One of the various reasons for having package reviews is having a human verify that the packager's choice of License: tag is valid. The Packaging Committee is was faced with a request (https://pagure.io/packaging-committee/issue/1007) that has us questioning just how much license review is required.
Are any of the following acceptable?
1) Trust the packager to do a license review, with no reviewer verification.
2) Trust the output of an automated tool which attempts to detect project licenses (such as askalono).
3) Trust the license tag from a project hosting service such as github? (I understand that the answer may depend on the hosting service.)
Depending on what is acceptable, we may be able to reduce bureaucracy a bit. I know that back when I did package reviews, the license review was often the most difficult part.
- J<
On Fri, 24 Jul 2020, Jason Tibbitts wrote:
Are any of the following acceptable?
- Trust the packager to do a license review, with no reviewer
verification.
Definitely need a second opinion IMHO (IANAL).

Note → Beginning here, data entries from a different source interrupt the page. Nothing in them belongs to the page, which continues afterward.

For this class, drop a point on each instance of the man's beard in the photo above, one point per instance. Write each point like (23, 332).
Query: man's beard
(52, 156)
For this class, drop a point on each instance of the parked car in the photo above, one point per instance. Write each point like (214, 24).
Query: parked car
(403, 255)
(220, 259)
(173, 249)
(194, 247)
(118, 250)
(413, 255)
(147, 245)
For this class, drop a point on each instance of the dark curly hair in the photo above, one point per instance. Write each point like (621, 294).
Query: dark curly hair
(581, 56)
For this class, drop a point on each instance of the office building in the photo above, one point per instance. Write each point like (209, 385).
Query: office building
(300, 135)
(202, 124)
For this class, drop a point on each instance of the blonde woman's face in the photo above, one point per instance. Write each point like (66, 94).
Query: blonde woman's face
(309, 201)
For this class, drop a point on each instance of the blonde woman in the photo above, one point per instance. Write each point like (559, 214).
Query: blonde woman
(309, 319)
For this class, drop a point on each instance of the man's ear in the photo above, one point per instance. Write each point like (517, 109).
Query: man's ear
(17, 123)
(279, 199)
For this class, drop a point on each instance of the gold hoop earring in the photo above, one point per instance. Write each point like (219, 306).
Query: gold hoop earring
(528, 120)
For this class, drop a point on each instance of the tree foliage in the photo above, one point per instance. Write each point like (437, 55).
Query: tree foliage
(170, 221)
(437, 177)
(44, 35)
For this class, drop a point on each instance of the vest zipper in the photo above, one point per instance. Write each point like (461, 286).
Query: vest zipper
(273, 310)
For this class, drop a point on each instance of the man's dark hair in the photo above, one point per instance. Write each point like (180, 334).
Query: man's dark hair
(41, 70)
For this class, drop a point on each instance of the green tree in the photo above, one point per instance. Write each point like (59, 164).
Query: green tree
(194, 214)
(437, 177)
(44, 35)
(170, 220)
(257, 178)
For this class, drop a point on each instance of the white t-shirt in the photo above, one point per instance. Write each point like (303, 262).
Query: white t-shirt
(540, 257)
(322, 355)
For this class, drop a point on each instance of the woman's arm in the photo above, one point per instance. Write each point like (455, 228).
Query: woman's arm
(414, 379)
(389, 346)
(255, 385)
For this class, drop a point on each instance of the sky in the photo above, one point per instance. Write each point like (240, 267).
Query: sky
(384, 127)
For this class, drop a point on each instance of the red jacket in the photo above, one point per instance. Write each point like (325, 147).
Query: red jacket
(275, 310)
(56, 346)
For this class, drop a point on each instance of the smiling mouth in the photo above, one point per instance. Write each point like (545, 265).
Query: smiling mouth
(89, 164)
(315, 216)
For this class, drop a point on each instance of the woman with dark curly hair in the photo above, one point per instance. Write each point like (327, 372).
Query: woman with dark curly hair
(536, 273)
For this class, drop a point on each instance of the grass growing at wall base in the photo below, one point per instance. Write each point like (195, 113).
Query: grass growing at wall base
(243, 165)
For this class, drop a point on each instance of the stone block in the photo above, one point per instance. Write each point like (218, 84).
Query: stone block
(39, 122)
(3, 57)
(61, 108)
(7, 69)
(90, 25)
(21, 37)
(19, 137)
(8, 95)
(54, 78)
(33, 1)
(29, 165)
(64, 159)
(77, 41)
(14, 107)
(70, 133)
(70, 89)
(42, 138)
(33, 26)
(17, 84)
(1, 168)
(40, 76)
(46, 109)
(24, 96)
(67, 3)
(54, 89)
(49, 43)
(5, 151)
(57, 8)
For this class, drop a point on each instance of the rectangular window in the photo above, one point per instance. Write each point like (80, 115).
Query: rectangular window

- Trust the output of an automated tool which attempts to detect
project licenses (such as askalono).
My understanding is that such tools are pretty accurate when a license is positively identified, and this can be a reasonable 2nd opinion. When the tool fails to find or confirm a license, then manual search may be required.
- Trust the license tag from a project hosting service such as github?
(I understand that the answer may depend on the hosting service.)
Ask a real lawyer. I would be inclined to not trust the service, but it might count as "due diligence".
On Friday, 24 July 2020 14:40:15 CEST Stuart D Gathman wrote:
On Fri, 24 Jul 2020, Jason Tibbitts wrote:
Are any of the following acceptable?
- Trust the packager to do a license review, with no reviewer
verification.
Definitely need a second opinion IMHO (IANAL).
- Trust the output of an automated tool which attempts to detect
project licenses (such as askalono).
My understanding is that such tools are pretty accurate when a license is positively identified, and this can be a reasonable 2nd opinion. When the tool fails to find or confirm a license, then manual search may be required.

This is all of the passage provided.